"Ma che cosa ha fatto" gli domandò Paddy "durante la Rivoluzione Culturale?".
"Sono andato a fare una passeggiata sulle montagne del Kunlun".
(Gran Maestro Taoista - cit. in Le vie dei Canti)
C’erano i lampioni accesi, come nel centro di una grande città, ma le case erano tutte chiuse. Castelluccio era una città fantasma. Chiusa nel suo cucuzzolo, la cima del paese sibillino era un cantiere silenzioso attraversato solo da qualche cane randagio. I caterpillar si stagliavano nell’oscurità come guardiani meccanici di via martoriate da scavi, pontili, armeggi e ghiaie. I campanelli erano illuminati, ma nelle loro strisce di luce non si poteva leggere nessun cognome. Non ve ne erano.
“Non credi sia un posto strano?” disse Stefania.
“Decisamente sì” risposi accendendo la torcia per illuminare alcune macerie più buie delle altre.
“Ma secondo te ci abita qualcuno?” chiese ancora la ragazza.
“Sembra di sì – risposi ancora – ma non capisco come e chi. E’ un enorme cantiere”. “Forse – aggiunsi dopo una pausa – qualcuno in paese ci può dare spiegazioni.
Sulla base del colle di Castelluccio le luci di un ristorante erano ancora accese. Quattro uomini sedevano rumorosamente di fronte a un film di Rambo. Uno di loro, il più giovane, forse il cuoco, si alzò per servirci. Ordinammo una grappa del luogo; ce ne servi una ambrata di genziana.
“E’ tutto un cantiere su in paese?” domandai mentre versava il liquore.
L’oste continuò il suo lavoro senza rispondere. Lo incalzai. “Sono privati che ristrutturano le case?”.

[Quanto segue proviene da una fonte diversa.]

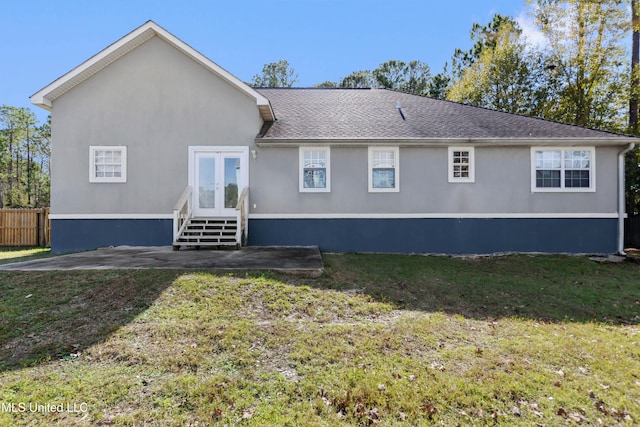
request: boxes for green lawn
[0,254,640,426]
[0,247,51,264]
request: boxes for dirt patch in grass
[0,271,176,370]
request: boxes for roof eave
[256,136,635,147]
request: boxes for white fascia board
[30,21,274,121]
[255,136,633,147]
[49,214,173,219]
[249,212,618,219]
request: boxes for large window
[300,147,331,192]
[531,148,595,191]
[448,147,475,182]
[369,147,400,192]
[89,146,127,182]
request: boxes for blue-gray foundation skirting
[51,219,173,252]
[249,218,617,254]
[51,218,617,254]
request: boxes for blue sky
[0,0,525,120]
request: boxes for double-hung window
[448,147,475,182]
[89,146,127,182]
[369,147,400,192]
[300,147,331,192]
[531,147,596,192]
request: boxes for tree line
[0,105,51,208]
[252,0,640,214]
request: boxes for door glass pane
[198,157,216,209]
[224,157,240,208]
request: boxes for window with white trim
[531,147,595,191]
[89,145,127,182]
[300,147,331,192]
[369,147,400,192]
[448,147,476,182]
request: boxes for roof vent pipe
[396,101,406,120]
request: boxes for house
[31,21,635,254]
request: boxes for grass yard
[0,254,640,426]
[0,247,51,264]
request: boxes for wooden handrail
[173,185,192,211]
[236,187,249,211]
[173,185,193,242]
[236,187,249,246]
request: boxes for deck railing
[173,185,193,242]
[236,187,249,246]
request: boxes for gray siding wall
[51,37,262,214]
[251,144,619,214]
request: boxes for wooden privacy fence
[0,208,51,246]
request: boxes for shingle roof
[257,88,630,142]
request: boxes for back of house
[31,21,634,254]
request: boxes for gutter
[618,142,635,256]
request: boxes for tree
[340,70,374,88]
[251,59,298,87]
[447,15,541,115]
[0,105,51,207]
[529,0,631,131]
[313,80,339,88]
[372,60,431,95]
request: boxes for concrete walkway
[0,246,324,274]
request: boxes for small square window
[300,147,331,192]
[531,147,595,192]
[89,146,127,182]
[369,147,400,192]
[448,147,475,183]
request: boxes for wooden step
[173,218,239,249]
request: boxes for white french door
[189,146,248,217]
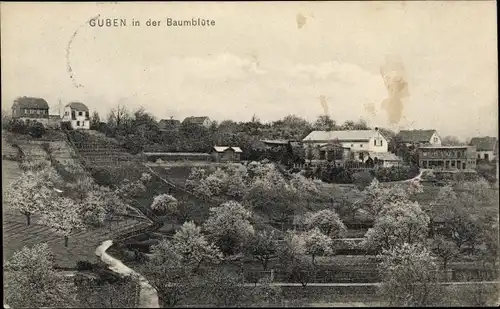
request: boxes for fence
[242,264,498,283]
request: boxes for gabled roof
[158,119,181,129]
[158,119,181,124]
[182,116,210,124]
[368,151,402,161]
[397,130,436,143]
[213,146,243,152]
[66,102,89,112]
[469,136,498,151]
[261,139,289,145]
[302,130,385,142]
[14,97,49,109]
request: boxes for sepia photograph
[0,1,500,309]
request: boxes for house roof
[158,119,181,124]
[397,130,436,143]
[66,102,89,112]
[418,145,474,149]
[261,139,289,145]
[303,130,385,141]
[214,146,243,152]
[368,151,402,161]
[14,97,49,109]
[182,116,210,124]
[469,136,498,151]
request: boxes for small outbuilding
[211,146,243,163]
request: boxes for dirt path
[95,240,159,308]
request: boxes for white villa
[62,102,90,130]
[302,128,401,167]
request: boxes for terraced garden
[2,129,151,268]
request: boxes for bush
[8,119,28,134]
[76,261,96,271]
[92,168,117,187]
[373,166,420,182]
[352,171,373,191]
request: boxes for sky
[0,1,498,139]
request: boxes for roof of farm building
[14,97,49,109]
[397,130,436,143]
[303,130,385,141]
[182,116,210,124]
[66,102,89,112]
[214,146,243,152]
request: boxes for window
[319,150,326,160]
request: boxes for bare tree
[108,104,130,127]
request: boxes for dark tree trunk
[24,212,31,226]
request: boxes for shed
[211,146,243,162]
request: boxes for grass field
[2,211,151,267]
[2,160,22,189]
[2,134,151,267]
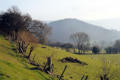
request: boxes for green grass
[31,45,120,80]
[0,36,120,80]
[0,36,54,80]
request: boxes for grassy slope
[31,45,120,80]
[0,37,120,80]
[0,36,55,80]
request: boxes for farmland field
[0,37,120,80]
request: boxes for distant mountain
[48,19,120,42]
[88,18,120,31]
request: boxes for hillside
[0,37,120,80]
[0,36,54,80]
[48,19,120,42]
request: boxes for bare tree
[17,31,38,59]
[70,32,89,53]
[28,20,51,44]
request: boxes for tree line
[0,6,51,59]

Lo sguardo del cuoco si mostrò attonito, indeciso sul significato della domanda.
“Sono aziende?” aggiunsi aallora.
“Sì – rispose infine il mio interlocutore silenzioso - cioè sono più aziende insieme che fanno i lavori”.
“Fanno un albergo diffuso nell’intero paese?” chiesi ancora una volta, finendo senza risposta, una volta di più.
Stefania mi suggerì di desistere. La assecondai.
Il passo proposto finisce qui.